Group of Innate Immunity, German Cancer Research Center (DKFZ), 69120 Heidelberg, Germany;
Department of Immunobiochemistry, Centre for Biomedicine and Medical Technology (CBTM), Medical Faculty Mannheim, Heidelberg University, 68167 Mannheim, Germany.
Proc Natl Acad Sci U S A. 2018 Jun 26;115(26):E5980-E5989. doi: 10.1073/pnas.1720564115. Epub 2018 Jun 12.
CD8 T cells are considered prototypical cells of adaptive immunity. Here, we uncovered a distinct CD8 T cell population expressing the activating natural killer (NK) receptor NKp30 in the peripheral blood of healthy individuals. We revealed that IL-15 could de novo induce NKp30 expression in a population of CD8 T cells and drive their differentiation toward a broad innate transcriptional landscape. The adaptor FcεRIγ was concomitantly induced and was shown to be crucial to enable NKp30 cell-surface expression and function in CD8 T cells. FcεRIγ de novo expression required promoter demethylation and was accompanied by acquisition of the signaling molecule Syk and the "innate" transcription factor PLZF. IL-15-induced NKp30CD8 T cells exhibited high NK-like antitumor activity in vitro and were able to synergize with T cell receptor signaling. Importantly, this population potently controlled tumor growth in a preclinical xenograft mouse model. Our study, while blurring the borders between innate and adaptive immunity, reveals a unique NKp30FcεRIγCD8 T cell population with high antitumor therapeutic potential.

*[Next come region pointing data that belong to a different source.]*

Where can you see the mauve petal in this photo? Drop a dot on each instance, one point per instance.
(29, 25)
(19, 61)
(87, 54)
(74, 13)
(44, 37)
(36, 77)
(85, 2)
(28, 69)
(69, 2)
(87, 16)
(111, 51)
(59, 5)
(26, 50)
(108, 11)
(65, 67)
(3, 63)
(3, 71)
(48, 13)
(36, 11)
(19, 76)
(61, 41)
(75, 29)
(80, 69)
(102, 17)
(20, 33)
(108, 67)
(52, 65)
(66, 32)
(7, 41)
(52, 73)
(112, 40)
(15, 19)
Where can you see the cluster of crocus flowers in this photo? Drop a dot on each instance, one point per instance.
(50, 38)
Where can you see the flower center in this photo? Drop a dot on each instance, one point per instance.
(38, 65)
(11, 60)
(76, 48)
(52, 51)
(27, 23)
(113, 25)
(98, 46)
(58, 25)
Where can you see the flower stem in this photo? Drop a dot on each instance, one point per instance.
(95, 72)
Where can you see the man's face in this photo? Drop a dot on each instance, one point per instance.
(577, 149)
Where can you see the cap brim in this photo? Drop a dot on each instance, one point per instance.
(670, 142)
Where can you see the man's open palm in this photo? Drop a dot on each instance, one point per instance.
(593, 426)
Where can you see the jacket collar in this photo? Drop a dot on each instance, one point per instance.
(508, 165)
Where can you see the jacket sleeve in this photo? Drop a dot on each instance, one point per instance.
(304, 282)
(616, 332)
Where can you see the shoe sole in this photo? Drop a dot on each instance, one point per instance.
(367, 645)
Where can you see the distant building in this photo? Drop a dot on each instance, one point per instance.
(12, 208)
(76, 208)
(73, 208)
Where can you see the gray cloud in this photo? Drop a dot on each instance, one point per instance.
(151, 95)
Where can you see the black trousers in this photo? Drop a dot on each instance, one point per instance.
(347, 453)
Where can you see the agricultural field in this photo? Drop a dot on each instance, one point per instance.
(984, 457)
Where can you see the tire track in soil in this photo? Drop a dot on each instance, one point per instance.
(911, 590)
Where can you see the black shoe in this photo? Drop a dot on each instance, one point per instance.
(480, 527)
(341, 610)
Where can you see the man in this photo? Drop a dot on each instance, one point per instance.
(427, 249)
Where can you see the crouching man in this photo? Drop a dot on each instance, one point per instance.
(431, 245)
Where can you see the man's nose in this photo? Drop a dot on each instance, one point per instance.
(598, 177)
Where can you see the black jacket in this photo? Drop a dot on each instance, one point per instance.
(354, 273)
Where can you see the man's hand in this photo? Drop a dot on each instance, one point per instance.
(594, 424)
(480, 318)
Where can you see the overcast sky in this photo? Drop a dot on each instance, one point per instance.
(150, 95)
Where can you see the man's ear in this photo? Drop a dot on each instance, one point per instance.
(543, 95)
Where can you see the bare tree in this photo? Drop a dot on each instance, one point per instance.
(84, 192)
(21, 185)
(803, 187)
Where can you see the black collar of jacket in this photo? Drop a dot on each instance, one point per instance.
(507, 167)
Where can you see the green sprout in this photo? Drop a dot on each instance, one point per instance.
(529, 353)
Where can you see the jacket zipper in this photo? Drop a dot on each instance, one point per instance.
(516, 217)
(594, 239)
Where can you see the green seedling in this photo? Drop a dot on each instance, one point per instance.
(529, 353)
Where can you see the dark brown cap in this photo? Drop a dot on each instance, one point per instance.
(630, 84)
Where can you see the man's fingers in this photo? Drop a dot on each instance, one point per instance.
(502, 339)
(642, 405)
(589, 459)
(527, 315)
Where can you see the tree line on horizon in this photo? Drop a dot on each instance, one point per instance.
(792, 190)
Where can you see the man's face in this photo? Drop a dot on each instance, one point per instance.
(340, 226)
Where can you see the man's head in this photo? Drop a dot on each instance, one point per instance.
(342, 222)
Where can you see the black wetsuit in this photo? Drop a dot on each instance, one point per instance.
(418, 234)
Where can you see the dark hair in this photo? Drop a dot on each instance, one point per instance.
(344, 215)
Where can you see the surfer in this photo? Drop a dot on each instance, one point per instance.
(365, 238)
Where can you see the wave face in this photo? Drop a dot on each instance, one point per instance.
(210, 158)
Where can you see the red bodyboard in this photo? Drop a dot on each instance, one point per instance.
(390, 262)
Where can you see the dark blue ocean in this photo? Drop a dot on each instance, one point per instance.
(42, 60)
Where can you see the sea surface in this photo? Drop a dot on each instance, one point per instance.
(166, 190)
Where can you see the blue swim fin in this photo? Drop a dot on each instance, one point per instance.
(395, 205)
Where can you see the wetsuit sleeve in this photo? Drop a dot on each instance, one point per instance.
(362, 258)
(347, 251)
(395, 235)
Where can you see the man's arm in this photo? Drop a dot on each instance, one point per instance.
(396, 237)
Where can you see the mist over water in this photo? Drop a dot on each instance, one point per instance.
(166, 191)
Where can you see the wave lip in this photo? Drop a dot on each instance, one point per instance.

CD8 T 细胞被认为是适应性免疫的典型细胞。在这里,我们在健康个体的外周血中发现了一种表达激活自然杀伤 (NK) 受体 NKp30 的独特 CD8 T 细胞群体。我们揭示了白细胞介素 15 (IL-15) 可以在 CD8 T 细胞群体中诱导 NKp30 的表达,并促使它们向广泛的先天转录谱分化。衔接蛋白 FcεRIγ 同时被诱导,并被证明对 NKp30 细胞表面表达和功能在 CD8 T 细胞中至关重要。FcεRIγ 的新表达需要启动子去甲基化,并伴随着获得信号分子 Syk 和“先天”转录因子 PLZF。IL-15 诱导的 NKp30+CD8 T 细胞在体外表现出高 NK 样抗肿瘤活性,并能与 T 细胞受体信号协同作用。重要的是,该群体在临床前异种移植小鼠模型中能够有效地控制肿瘤生长。我们的研究虽然模糊了先天免疫和适应性免疫之间的界限,但揭示了一种具有高抗肿瘤治疗潜力的独特的 NKp30+FcεRIγ+CD8 T 细胞群体。